While HR professionals enjoy a good natter, the majority (64.1 percent) believe that technology has not made communicating in the office any easier. One in six prefer to chat face-to-face with colleagues, while a third would rather phone or email. Speaking about the results of the research, Jenni Morgan, trade marketing manager for Mars Drinks Office Connections, said: “Who doesn’t love a good natter in the office, especially over a nice cup of tea or coffee, and it’s great this research shows that people still value talking to their colleagues face-to-face, rather than from behind a screen.
“While emails, phone calls and even social media are certainly common ways for people to communicate with each other in the office, it’s encouraging to see that staff are taking the time to step away from their desks and engage with their colleagues in a more personal way.

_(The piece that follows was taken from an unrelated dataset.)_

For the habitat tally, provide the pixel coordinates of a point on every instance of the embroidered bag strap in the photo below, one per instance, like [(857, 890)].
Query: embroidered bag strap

Not only is this great for nurturing working relationships, but it can also help make us more productive and create a much more positive and happy office environment.” When it comes to digital communication, more than half (54.7 percent) of HR professionals think it is acceptable to put kisses on the end of work related emails and nearly three quarters (72.65 percent) believe it is also fine to add smiley faces or other emoticons.
But terms such as ‘love’, ‘pet’ and ‘babe’ when referring to colleagues are not deemed acceptable by the vast majority, with three quarters insisting they are not expressions that should be used in the workplace.
A third (32.48 percent) believe the office has become a much less formal place and nearly a quarter (23.93 percent)) say they have more fun at work now than they ever did before. Jenni Morgan, trade marketing manager for Mars Drinks Office Connections, added: “The office environment has really changed over the past decade and it is always interesting to see how those changes affect staff. It is great to discover that many workers are having more fun than ever before, and one imagines this is linked to the fact that offices have generally become less formal, which is a welcome development.”